Construction work on the building, which was undertaken by Gee, Walker & Slater, started in 1956. The new building was designed by Sir John Brown, A E Henson and Partners and was officially opened by the local member of parliament, Joyce Butler, as Wood Green Civic Centre on 15 March 1958. The design, which was influenced by Aarhus City Hall and Søllerød Town Hall, both in Denmark, envisaged a public area in the southern part of the building and workspace for council officers and their departments in the northern part of the building. It involved an asymmetrical main frontage facing onto High Road; the southern section featured a large projecting glass frontage with a doorway on the ground floor while the northern section of the frontage comprised nine bays with windows on each of the ground, first and second floors. Internally, the principal rooms were the council chamber behind the glass frontage on the first floor and the mayor's parlour in the west wing of the building. The council chamber was designed with an unusual suspended ceiling which sloped down to the back of dais on which the mayor sat.

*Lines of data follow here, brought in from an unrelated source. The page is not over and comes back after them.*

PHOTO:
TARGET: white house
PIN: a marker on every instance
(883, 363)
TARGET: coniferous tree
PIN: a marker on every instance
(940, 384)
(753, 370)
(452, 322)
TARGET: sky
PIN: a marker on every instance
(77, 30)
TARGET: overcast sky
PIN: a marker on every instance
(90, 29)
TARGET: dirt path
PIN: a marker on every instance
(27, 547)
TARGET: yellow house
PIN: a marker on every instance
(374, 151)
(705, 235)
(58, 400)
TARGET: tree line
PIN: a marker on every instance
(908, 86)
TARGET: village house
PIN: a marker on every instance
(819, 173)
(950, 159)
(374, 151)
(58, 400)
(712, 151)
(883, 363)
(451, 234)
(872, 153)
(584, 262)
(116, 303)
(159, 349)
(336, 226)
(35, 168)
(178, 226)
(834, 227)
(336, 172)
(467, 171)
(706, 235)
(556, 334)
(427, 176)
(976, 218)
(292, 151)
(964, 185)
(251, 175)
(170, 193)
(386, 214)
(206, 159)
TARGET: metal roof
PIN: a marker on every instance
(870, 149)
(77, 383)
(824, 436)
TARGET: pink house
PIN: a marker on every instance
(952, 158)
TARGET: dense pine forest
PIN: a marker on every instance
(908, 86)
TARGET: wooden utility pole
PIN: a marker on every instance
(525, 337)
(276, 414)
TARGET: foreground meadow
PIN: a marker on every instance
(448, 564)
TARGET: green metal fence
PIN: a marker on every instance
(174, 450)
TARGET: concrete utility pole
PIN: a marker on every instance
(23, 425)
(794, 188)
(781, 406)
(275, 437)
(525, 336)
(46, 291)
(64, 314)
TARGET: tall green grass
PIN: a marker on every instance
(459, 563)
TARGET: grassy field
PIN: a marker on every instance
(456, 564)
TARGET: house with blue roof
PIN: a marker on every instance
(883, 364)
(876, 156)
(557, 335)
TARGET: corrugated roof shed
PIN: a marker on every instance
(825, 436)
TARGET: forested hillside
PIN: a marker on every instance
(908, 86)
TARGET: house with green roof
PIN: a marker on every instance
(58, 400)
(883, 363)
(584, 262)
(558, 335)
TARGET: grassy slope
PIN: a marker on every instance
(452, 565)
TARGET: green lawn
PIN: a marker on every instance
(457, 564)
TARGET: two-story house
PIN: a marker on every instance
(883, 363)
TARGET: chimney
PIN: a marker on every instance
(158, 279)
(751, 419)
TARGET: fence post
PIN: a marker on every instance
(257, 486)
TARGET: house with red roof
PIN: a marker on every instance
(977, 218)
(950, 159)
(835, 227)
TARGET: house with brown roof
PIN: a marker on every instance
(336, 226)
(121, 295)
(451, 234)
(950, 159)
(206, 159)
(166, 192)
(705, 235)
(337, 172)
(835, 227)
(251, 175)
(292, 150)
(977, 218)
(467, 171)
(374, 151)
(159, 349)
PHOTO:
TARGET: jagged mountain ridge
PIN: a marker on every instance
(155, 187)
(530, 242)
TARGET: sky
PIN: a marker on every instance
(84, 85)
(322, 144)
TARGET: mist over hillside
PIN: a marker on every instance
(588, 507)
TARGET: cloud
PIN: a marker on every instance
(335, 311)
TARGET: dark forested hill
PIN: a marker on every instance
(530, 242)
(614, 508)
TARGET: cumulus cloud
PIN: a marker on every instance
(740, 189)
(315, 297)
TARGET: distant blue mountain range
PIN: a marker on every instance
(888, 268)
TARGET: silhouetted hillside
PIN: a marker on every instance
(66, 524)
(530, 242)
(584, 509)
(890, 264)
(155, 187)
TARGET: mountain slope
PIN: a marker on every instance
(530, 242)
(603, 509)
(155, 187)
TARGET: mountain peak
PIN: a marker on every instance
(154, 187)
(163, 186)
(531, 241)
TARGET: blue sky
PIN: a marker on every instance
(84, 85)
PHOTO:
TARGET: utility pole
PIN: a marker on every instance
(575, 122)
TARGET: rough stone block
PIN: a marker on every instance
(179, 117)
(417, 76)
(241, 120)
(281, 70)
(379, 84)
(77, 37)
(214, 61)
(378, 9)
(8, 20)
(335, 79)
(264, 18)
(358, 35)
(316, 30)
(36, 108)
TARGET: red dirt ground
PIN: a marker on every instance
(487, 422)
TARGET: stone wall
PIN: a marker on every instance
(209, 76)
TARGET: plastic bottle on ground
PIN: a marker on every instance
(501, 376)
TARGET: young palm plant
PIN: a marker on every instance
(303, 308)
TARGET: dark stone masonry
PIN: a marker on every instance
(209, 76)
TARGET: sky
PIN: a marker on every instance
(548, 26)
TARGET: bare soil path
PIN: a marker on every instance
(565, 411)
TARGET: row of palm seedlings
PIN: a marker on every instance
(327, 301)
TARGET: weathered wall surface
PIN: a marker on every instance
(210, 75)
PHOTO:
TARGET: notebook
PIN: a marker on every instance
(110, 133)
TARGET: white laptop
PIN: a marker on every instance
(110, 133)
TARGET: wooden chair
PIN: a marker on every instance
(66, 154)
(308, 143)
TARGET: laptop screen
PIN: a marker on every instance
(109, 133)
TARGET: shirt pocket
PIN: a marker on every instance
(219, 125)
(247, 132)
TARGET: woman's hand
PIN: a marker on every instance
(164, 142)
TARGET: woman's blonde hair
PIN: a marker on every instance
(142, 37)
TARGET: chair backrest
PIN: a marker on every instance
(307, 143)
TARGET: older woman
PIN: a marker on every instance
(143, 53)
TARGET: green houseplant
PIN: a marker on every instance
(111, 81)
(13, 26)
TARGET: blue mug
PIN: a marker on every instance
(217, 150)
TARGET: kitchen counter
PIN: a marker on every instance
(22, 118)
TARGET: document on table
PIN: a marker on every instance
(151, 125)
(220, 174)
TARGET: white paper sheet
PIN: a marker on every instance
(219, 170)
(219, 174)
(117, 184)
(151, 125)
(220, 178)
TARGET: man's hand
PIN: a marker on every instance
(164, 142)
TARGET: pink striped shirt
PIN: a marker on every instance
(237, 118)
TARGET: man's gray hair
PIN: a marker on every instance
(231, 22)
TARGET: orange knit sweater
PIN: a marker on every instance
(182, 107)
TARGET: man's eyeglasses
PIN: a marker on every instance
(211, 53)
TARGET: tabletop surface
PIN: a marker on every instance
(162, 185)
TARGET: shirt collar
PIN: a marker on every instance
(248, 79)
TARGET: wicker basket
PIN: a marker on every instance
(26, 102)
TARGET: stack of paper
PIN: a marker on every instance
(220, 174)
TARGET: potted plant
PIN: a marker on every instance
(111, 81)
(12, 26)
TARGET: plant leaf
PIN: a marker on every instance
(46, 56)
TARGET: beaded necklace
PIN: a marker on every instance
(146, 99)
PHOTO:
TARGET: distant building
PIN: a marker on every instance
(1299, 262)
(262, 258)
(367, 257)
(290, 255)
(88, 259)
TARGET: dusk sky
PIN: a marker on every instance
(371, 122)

An underground nuclear fall-out shelter was established in the basement but a public hall, which had been intended for the site, was never built. The building continued to be the local seat of government, as Haringey Civic Centre, when the enlarged London Borough of Haringey was formed in 1965. A Citizens Advice Bureau was established in the building in 1975; although now known as Citizens Advice Haringey, it continues to operate from the centre. Many of the council officers and their departments moved to River Park House further south on High Road in 2005.

In 2017 the civic centre, much of which is now unused, was the subject of a consultation on regeneration options including possible replacement, but after English Heritage listed the building in July 2018, the regeneration options became more restricted. English Heritage praised its "Scandinavian influence, transparency and modernity."

In 2026, the council initiated a programme of works, being carried out by Sisk Group to a design by Hawkins\Brown, to refurbish the civic centre, which is due to reopen in 2027.